Speaking of homeless resource centers, if you’re in Jacksonville, City Rescue Mission and the Sulzbacher Center are both amazing partners to our homeless friends. If you’re concerned about kids in particular, consider a gift to a local children’s hospital like Wolfson (and, FYI, they really need baby socks and booties). If refugees are on your mind in these tough political times, our local World Relief office can always use your support, or you could go with another issue close to my heart: First Coast No More Homeless Pets and the Jacksonville Humane Society (who helped us rescue and treat Cowbell).

And then there are the organizations I work with directly. Campus to City Wesley, Swaim UMC, StoryHouse, The Well at SpringfieldChurch Without Walls, ReimaginingBrew Theology, and yes, even Bar Chaplain will use your contributions to minister to people who feel neglected and alone and lost in the shuffle. And if the photo op is really that important to you, any one of us will happily pose with a novelty oversized check.

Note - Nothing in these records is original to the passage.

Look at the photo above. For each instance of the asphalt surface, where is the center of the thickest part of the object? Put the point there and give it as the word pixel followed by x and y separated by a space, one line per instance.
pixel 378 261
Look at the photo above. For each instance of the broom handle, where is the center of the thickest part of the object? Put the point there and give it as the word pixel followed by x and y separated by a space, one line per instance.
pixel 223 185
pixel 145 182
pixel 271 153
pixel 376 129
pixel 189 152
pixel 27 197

Just please, don’t waste time and money on those shoeboxes when there are more responsible organizations that can do far more with your resources! These organizations encourage the mindset that we’re all in this together. We’re all humans made in the image of God– not a separate “us” and “them” for organizations to commodify. Let’s let our giving reflect this mindset.

Stop filling shoeboxes. Start helping.